Even though Paterno is no longer around, he is the focus of Happy Valley far more than Sandusky. And when you see the cult of personality around the man, you understand why. The Penn State scandal is a riveting dual study in both hero worship and institutional scapegoating, and how both exist within the all powerful system that is college football. Administrators were eager to give Paterno the boot in order to move past the controversy as quickly as possible. In contrast, the students of Penn State and the citizens of State College, PA rallied to support Paterno. They either did not care or denied that he knew Sandusky was a child molester and didn’t inform the authorities. They showed up to his house to cheer him. They rioted after his firing, overturning a news van at one point.

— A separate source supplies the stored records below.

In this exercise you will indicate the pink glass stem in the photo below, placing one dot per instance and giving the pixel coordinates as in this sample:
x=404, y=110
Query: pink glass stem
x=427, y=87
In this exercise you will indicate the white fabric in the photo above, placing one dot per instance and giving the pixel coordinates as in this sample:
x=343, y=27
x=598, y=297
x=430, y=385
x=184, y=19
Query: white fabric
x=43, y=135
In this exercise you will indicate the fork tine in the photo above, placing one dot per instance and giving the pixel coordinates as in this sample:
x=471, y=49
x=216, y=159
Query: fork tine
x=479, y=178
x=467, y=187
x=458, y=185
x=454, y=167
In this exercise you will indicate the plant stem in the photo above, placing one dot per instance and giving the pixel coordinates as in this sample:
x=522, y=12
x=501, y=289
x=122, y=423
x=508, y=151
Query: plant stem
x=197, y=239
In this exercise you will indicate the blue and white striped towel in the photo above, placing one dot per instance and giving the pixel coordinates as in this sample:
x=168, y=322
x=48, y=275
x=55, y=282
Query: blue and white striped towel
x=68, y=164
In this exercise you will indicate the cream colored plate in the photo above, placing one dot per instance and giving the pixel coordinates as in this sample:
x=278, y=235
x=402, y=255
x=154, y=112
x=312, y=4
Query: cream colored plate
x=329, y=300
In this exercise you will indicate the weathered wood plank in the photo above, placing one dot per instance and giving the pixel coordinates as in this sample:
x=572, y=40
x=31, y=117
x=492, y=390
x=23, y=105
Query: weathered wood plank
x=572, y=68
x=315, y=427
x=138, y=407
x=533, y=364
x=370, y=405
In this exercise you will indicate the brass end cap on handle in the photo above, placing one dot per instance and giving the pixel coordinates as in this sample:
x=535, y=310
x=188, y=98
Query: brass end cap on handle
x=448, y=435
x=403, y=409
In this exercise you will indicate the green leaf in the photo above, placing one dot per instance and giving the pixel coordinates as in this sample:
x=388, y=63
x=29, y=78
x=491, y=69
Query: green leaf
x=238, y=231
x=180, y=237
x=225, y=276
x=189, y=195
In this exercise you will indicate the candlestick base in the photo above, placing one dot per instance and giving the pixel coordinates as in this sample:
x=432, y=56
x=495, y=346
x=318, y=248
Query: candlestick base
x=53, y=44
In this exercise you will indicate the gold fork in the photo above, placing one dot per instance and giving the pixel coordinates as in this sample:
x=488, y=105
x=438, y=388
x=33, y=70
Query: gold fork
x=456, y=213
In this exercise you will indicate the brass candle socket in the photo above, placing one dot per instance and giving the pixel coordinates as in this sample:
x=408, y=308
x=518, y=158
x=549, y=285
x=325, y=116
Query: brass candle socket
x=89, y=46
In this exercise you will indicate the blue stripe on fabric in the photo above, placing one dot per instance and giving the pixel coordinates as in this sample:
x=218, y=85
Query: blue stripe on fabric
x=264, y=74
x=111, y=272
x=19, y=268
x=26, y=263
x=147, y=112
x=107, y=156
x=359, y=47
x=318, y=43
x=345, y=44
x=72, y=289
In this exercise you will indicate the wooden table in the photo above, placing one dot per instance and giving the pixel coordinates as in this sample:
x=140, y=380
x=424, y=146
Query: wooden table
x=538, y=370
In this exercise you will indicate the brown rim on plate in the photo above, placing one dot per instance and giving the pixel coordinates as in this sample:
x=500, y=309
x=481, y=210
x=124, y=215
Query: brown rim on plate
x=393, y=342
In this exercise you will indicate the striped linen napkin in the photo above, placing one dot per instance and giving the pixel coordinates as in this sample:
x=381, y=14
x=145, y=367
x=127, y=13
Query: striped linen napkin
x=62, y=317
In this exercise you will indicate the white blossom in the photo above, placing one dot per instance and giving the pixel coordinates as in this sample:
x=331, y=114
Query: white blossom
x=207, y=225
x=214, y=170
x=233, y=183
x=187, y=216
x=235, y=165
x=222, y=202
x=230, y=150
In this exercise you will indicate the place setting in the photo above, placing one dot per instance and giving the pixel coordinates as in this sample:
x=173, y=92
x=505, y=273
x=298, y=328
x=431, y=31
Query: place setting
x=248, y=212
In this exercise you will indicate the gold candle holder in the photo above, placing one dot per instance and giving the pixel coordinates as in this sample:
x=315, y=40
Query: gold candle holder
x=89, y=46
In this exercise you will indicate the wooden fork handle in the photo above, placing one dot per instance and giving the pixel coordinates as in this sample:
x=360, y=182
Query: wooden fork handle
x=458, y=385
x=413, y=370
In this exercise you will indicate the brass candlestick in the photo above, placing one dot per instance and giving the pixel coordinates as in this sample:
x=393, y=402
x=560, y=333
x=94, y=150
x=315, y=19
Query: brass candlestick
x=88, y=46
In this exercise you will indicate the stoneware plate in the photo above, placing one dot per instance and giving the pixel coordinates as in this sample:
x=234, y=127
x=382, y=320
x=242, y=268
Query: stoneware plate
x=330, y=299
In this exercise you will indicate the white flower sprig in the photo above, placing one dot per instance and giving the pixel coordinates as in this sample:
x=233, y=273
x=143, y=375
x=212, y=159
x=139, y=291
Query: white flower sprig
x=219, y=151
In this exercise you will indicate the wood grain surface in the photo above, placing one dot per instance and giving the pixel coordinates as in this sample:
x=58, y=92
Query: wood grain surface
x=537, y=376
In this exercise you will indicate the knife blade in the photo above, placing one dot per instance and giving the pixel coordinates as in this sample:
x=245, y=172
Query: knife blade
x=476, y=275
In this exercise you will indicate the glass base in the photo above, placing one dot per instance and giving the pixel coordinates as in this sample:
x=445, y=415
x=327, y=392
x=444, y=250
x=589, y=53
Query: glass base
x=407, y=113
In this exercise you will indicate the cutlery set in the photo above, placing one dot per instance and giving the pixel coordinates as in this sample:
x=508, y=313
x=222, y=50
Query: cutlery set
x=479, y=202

As depicted in this documentary, the football fan culture of Penn State is just one ladder rung short of utter psychosis. The throngs of people are raving devotees of a blood cult, with the child sacrifices taking place in the back rooms instead of in the open. These men and women, both young and old, don’t care one whit about Sandusky’s victims, though they pay lip service to them out of grudging obligation a few times. All that matters is the game, the win. And this is something endemic not just to this one university, but to American football worship as a whole. When the president of the NCAA lectures on the need for Penn State to reflect on its culture, it’s bitterly ironic, since they were perfectly modeling football culture.
The best parts of Happy Valley involve Penn State / State College students and residents hanging themselves with their own words, often setting themselves on fire or drawing and quartering themselves, too. At every turn, they model blithe white privilege — an artist who has to modify a mural that includes Joe Paterno calls erasing the halo over Paterno’s head “the hardest thing [he’s] ever done.” Students weep openly upon hearing that Penn State has been barred from cup games for four years. When a man protests a statue of Paterno with a small sign, visitors who want to take pictures with it heap frightening vitriol on him. It’s all hilarious and deeply sad at the same time.
Happy Valley mainly unfolds its story via traditional means, often letting interview subjects, especially Paterno’s family members, talk for far too long. It seems to shift its tone to match each point of view, in lieu of having a true point of view of its own. Both Paterno’s grown children and Sandusky’s adopted son (his only victim to speak to the filmmakers) get their own sad music playing along with their words. There’s nothing wrong with acting in an observational mode, but this doc misses out on saying something that could have left a truly lasting impression.